I argued that power, rather than wealth, should be the basic concept in social theory, and that social justice should consist in equalization of power to the greatest practicable degree. It followed that State ownership of land and capital was no advance unless the State was democratic, and even then only if methods were devised for curbing the power of officials. A part of my thesis was taken up and popularized in Burnham’s Managerial Revolution, but otherwise the book fell rather flat. I still hold, however, that what it has to say is of very great importance if the evils of totalitarianism are to be avoided, particularly under a Socialist regime.
出典: The Autobiography of Bertrand Russell, v.2 chap. 5: Later Years of Telegraph House, 1968]

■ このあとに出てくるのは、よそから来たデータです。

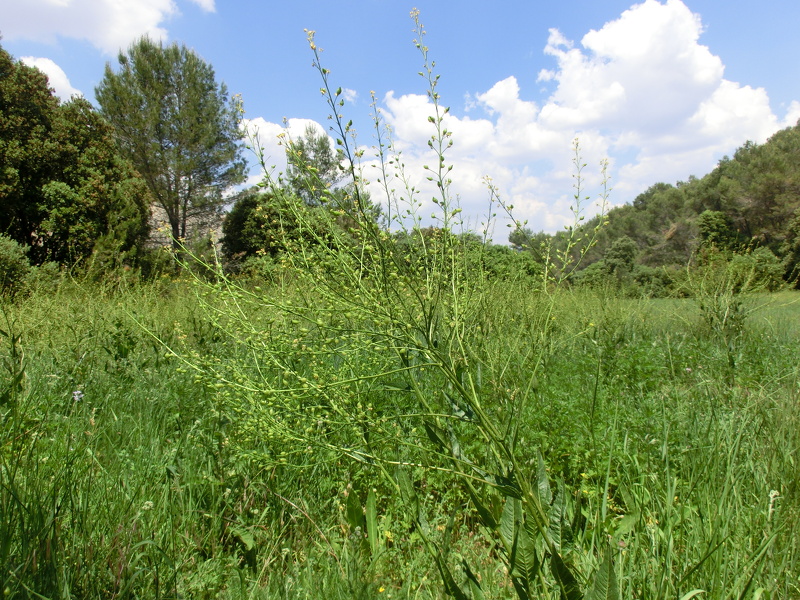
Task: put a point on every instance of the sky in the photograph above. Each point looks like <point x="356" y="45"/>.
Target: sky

詳細情報:http://russell-j.com/beginner/AB25-060.HTM
<寸言>
資本主義国は、社会主義においては自由がなくて人間を不幸にすると主張し,社会主義国は、資本主義国においては一部の人間だけが富み他の人間をみな貧しくなると主張する。しかし、実際は、資本主義国だけでなく、社会主義国でも貧富の格差は進んでいるとともに、体制にかかわりなく、大国は中小国を支配あるいは搾取しようとする。
ラッセルは早い時期から、体制の問題を問わず、国家間においても、国内においても、権力をできるだけ(関係する組織や関係者相互で)抑制しあえるように平等化する必要があると主張した。
現実は、効率化のために、また科学技術の進展により、より大きな力を国家が行使できるようになり、国家権力は増大し続けている。